Between 2005 and 2014, a core part of Abercrombie & Fitch’s store strategy was opening these big flagship stores in large tourist hubs that the company believed would help them drive brand awareness. “These were incredibly successful, but carried a considerable price performance elevated construction cost high rents well-above average operating costs, and unfavorable lease terms that tended to be significantly longer than those of our mall stores,” Horowitz said during a company earnings call last year. She described the flagship model as being representative of “a different era” in retail.
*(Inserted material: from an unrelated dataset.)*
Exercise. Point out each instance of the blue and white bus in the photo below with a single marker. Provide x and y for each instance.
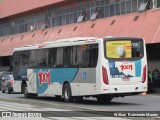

As more of Abercrombie & Fitch’s sales moved online, those expensive flagship stores started to drive fewer sales.

“Given the heightened importance of digital marketing with today’s consumer, the relevance of these [flagship] locations has always been in question,” Neil Saunders, managing director of GlobalDataRetail told Modern Retail in an email. “However, with the pandemic having disrupted trade in cities and reduced tourist numbers the presence of such expensive store for a mainstream brand is even more questionable.”

Horwitz said that Abercrombie & Fitch’s goal now is to focus more on the local customer — and adding more fulfillment services to accommodate that customer. Abercrombie & Fitch, like other retailers, just rolled out curbside fulfillment for the first time during the pandemic, and as of August curbside pickup was up in running at 80% of its stores. Abercrombie & Fitch has also enabled ship from store at an undisclosed number of locations since the start of the pandemic, but it’s still not available at all locations.

Saunders said that curbside pickup has been more difficult for a retailer like Abercrombie & Fitch to roll out because of the fact that many of its stores are still located in enclosed malls.

“In this regard, it has been more reliant on whatever services mall owners have put into place for all their tenants,” said Saunders. “This puts it at a slight disadvantage to retailers like Target and even Kohl’s where curbside is a big driver of trade.”

In preparation for the holidays, Horowitz said that Abercrombie & Fitch did open a pop-up distribution center in preparation for November and December, as well as added additional carrier partners. Abercrombie & Fitch’s website is currently advising customers to place their orders by December 4, in order to receive by December 25, if they use standard shipping. That indicates the company is still bracing for a huge crush on its logistics the next few weeks.

“Abercrombie & Fitch has coped well with increased online volumes. However, it has a very focused distribution model which is run out of Ohio,” he said. “Having greater capacity to ship from store would help balance the load, but it is complex to introduce.”